James loves the same way he sails: quietly, without drawing attention to himself, trying not to appear as though he is enjoying himself even though his entire life can be summarized in flashes of the sea and Jack's eyes.
He's been told, time and time again, by many sources, to follow his heart, it will guide him true. However, he can't help but feel that his relationship with a pirate, no matter how tightly he grasps at it, can lead to nothing but that same heart - and the rest of him - dashed upon the rocks: he's not sure whether it's the guilt or the pleasure that is sharper.
Jack doesn't know it yet, but he holds in his hands two compasses that don't point north. That's what a pirate deserves, he thinks when he's particularly cynical, for being content with secondhand goods. A wealth of rubbish, some might call it. Or an embarrassment of riches.
James spends considerable time wondering what Jack would call it.
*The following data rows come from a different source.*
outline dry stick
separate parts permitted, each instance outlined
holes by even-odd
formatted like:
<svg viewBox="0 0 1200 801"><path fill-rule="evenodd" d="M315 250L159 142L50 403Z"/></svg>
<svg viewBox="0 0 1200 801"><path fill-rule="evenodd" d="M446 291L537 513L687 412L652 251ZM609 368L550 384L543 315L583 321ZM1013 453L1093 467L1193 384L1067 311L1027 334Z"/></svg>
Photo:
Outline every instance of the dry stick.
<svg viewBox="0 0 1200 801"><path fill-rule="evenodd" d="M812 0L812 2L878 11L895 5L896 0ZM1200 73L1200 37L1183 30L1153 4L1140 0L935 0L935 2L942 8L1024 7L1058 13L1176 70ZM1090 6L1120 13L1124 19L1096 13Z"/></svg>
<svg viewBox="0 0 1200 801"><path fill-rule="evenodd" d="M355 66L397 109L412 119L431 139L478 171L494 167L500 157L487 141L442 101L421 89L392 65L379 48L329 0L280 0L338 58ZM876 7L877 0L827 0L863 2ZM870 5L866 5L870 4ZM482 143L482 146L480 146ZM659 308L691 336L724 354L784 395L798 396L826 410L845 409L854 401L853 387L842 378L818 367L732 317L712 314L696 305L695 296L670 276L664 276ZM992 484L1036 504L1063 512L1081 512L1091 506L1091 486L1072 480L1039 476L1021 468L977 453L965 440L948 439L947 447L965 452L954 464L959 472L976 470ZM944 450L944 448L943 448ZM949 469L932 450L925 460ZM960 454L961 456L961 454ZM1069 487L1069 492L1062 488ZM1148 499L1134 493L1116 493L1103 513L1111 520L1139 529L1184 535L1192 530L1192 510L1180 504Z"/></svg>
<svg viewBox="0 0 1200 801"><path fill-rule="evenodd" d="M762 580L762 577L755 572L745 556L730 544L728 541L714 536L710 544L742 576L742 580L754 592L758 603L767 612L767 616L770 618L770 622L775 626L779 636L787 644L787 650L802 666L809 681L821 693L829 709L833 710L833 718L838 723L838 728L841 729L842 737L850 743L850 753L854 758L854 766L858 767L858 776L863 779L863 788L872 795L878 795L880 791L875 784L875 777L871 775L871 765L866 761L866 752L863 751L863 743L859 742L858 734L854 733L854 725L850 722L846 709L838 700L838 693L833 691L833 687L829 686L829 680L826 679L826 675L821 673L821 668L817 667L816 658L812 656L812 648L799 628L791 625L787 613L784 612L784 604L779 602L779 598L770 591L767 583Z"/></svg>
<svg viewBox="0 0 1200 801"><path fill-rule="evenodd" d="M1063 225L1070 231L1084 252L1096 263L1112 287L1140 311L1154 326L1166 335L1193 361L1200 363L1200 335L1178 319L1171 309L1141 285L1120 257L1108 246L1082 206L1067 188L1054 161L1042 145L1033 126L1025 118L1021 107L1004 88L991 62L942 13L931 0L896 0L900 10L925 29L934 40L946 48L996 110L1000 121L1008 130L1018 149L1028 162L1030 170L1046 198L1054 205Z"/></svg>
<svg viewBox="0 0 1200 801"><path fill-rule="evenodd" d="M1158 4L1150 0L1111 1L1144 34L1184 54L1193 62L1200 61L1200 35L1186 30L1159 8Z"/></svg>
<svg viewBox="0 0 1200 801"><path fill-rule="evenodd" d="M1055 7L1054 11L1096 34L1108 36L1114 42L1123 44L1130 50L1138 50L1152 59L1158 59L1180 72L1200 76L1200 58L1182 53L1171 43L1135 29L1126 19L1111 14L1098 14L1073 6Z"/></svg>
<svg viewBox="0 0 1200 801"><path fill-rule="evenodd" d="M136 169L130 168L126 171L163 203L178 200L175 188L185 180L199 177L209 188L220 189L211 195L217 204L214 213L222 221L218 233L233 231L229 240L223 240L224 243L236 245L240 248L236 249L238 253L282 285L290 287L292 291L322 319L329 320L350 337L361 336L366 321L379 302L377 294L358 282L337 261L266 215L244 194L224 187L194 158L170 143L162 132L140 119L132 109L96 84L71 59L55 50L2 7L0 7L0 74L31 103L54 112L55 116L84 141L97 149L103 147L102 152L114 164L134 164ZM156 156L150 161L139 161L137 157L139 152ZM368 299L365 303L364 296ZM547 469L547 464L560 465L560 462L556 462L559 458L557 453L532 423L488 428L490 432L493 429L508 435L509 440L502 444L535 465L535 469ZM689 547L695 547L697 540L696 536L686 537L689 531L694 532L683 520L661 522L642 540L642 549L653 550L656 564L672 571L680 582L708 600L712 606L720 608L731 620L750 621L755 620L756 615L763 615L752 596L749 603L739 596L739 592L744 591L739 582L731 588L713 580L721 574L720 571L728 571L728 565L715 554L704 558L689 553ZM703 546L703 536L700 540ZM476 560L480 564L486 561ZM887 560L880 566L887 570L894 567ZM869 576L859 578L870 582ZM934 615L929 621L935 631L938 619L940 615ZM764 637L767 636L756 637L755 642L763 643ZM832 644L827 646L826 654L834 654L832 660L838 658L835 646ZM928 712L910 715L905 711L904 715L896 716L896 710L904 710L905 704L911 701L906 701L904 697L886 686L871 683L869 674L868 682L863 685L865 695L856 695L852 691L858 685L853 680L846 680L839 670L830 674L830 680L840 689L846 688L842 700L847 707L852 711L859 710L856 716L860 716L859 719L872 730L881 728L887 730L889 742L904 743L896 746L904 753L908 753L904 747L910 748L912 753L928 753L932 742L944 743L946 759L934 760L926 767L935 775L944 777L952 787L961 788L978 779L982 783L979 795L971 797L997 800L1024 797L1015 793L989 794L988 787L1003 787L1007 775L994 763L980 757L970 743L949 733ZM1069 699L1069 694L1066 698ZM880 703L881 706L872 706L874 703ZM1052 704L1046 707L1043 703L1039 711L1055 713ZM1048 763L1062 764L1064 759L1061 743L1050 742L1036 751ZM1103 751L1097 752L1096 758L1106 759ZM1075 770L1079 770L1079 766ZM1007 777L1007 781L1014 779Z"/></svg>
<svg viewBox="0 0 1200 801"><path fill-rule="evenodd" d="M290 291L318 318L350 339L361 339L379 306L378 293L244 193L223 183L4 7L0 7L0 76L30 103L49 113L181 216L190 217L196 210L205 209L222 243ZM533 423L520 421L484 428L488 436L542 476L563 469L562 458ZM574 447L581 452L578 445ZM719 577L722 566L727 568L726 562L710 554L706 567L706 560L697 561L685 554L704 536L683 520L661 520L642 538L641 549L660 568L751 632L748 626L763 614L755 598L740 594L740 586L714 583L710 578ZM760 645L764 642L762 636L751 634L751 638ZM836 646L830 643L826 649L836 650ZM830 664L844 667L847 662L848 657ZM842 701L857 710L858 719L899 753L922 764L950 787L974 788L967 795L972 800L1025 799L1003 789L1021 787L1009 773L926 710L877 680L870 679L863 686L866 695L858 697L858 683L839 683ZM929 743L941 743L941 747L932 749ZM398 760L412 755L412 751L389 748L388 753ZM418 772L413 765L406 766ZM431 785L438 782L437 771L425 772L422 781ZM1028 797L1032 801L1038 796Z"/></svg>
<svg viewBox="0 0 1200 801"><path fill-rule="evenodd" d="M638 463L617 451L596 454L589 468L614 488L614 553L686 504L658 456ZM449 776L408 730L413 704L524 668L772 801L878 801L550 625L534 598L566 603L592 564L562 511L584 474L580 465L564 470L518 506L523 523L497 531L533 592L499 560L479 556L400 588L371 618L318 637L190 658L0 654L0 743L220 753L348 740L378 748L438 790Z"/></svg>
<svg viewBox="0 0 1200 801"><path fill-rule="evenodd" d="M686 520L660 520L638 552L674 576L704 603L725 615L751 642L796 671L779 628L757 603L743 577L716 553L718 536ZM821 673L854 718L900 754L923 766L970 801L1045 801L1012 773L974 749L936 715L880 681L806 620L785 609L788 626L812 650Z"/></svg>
He wants so badly to ask, to say something. But he does not speak. That's not what he does, what this is. He knows that he has very little to barter with and plenty of shallows, barely visible but crippling nonetheless, to navigate. One wrong look, one touch that lingers too long, and he will drive Jack away to another man with 'loverly brown hair' that the pirate will pet and play with until they both exhaust each other. Maybe, James reflects, that other man's throat will tighten in the same way every time he sees Jack. Maybe he too will make the mistake of wanting to keep Jack. It feels impossible not to try.
James has never wanted anything more than to be at sea: he fought hard with his father and even harder with his mother to join the Navy. His life is not without regret and an absence of letters from home, but sailing is all that James knows and would ever want to know. He is nothing without it.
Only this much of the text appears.